Carey saw Egon's eyes fill and felt his heart go out to the young man who'd lost his parents too young and had been forced to rely on Sylvie for stability. And stable she wasn't. “Hey, what are ex-brothers-in-law for,” Carey responded quietly, putting out a hand to touch Egon's shoulder. He'd spent long enough growing up himself to recognize the problem. “Why don't you come back to the States with me?” he offered. “You can cheer me on at the Maryland Hunt Cup. There'll be parties there, too. It won't be completely tame.” He went on talking about the race because Egon was perilously close to tears and needed time to recover. The drugs did that, made every problem more intense, every emotion shaky, hair-trigger, turbulent.
“Maybe later,” Egon replied short moments later after he'd swallowed hard, “but Sylvie's dragooning me into going up to Paris with her for a shopping spree. She needs my company, she says.

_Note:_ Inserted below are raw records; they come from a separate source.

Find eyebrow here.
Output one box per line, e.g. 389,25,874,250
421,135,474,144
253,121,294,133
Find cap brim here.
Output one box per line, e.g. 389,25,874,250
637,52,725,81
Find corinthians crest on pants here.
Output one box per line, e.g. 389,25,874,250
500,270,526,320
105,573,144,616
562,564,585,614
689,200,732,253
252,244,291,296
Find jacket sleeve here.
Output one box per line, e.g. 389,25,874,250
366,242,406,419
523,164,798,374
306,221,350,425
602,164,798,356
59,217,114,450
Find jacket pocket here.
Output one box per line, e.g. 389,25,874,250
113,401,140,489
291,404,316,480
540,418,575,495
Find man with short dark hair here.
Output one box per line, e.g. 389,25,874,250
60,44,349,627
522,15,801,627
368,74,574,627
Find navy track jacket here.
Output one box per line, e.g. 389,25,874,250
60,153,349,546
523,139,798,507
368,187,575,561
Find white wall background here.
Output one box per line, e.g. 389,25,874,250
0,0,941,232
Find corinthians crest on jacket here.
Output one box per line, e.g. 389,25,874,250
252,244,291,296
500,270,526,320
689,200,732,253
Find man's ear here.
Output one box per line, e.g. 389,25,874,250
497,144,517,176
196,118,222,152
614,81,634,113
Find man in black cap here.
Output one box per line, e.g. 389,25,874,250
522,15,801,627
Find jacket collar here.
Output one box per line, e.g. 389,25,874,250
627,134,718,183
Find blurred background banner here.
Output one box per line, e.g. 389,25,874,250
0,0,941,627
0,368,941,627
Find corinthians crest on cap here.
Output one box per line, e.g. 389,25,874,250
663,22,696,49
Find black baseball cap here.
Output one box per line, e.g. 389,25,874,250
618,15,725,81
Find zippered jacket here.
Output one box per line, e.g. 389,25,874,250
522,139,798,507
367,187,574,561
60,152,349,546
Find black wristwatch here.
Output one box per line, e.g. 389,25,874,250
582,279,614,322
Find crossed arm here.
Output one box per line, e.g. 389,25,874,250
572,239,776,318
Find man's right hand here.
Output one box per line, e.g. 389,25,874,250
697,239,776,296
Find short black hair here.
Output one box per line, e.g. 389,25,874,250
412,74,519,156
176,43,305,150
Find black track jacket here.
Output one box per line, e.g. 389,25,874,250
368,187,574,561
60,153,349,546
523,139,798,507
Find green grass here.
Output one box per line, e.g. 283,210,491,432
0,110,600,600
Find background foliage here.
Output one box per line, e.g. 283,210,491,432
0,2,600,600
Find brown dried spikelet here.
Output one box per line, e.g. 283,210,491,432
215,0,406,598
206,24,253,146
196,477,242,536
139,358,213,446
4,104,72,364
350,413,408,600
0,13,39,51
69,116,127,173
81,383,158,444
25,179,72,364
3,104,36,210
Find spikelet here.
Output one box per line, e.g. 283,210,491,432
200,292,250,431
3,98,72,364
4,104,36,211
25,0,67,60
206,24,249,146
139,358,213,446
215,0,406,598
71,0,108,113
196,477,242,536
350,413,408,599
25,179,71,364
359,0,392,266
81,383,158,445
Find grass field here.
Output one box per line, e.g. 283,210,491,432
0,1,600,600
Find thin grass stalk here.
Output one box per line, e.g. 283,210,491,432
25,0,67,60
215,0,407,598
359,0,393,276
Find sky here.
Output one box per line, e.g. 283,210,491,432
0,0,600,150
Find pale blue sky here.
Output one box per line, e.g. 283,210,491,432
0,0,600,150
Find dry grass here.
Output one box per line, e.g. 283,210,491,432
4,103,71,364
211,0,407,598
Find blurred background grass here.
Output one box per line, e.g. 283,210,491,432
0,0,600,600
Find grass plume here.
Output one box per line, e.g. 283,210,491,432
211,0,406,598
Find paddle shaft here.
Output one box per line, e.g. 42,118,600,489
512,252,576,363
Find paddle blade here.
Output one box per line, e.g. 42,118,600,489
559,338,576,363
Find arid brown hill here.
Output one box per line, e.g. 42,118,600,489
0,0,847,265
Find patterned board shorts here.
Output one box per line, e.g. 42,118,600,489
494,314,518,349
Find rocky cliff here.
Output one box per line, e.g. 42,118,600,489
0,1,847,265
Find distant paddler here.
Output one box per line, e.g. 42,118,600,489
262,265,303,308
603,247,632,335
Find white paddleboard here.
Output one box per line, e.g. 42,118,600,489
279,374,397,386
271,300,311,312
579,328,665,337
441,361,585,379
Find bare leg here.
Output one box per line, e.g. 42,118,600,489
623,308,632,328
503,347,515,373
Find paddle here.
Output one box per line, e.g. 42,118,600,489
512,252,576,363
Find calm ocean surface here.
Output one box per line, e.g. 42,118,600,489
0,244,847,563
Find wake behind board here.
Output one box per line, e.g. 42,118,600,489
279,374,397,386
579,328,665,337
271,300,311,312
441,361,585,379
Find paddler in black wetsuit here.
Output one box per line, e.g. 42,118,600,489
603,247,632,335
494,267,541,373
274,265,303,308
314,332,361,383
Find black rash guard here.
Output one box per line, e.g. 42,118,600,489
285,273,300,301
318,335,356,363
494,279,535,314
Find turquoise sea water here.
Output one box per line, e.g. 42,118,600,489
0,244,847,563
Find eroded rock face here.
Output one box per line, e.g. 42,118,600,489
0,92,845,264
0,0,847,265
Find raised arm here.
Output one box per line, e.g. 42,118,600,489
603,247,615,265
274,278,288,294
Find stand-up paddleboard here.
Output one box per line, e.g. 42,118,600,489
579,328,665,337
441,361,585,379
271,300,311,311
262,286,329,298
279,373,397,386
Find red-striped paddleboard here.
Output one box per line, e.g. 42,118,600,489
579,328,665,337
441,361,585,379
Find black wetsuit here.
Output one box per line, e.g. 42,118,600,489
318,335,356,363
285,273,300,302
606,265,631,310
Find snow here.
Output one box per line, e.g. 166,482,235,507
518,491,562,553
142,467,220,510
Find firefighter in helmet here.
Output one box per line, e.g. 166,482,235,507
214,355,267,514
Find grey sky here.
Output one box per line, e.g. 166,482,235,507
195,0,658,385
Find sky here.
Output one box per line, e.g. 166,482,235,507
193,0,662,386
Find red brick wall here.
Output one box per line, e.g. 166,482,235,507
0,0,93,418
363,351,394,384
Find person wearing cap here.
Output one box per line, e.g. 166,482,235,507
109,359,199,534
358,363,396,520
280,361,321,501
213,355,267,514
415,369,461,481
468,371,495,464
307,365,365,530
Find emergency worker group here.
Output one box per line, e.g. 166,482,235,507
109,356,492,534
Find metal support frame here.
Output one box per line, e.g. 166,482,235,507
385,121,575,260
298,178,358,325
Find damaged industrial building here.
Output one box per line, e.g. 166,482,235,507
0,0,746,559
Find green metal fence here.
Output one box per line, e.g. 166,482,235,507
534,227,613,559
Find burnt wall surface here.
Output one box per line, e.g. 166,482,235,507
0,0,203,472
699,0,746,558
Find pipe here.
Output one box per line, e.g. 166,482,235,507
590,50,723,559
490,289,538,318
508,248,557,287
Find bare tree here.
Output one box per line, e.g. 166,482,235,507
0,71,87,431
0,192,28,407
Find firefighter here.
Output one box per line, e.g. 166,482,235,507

Actually, she wants an excuse so Bernhardt won't barge in. And I'm the excuse. I know how to be obnoxious. He's too old, she says, and dreary.”
“She's right there, poor devil; he's boring as hell. Well, come later if you can. You've an open invitation. But try to stay straight. Shakin Rifat isn't near as frightening when you're off the stuff.”
“I'm going to try. Really. I'm not as shaky today, am I?” He was pale under his tan and still very thin, but the tremor in his hands was almost gone.
“You look great,” Carey lied. “Absolutely.”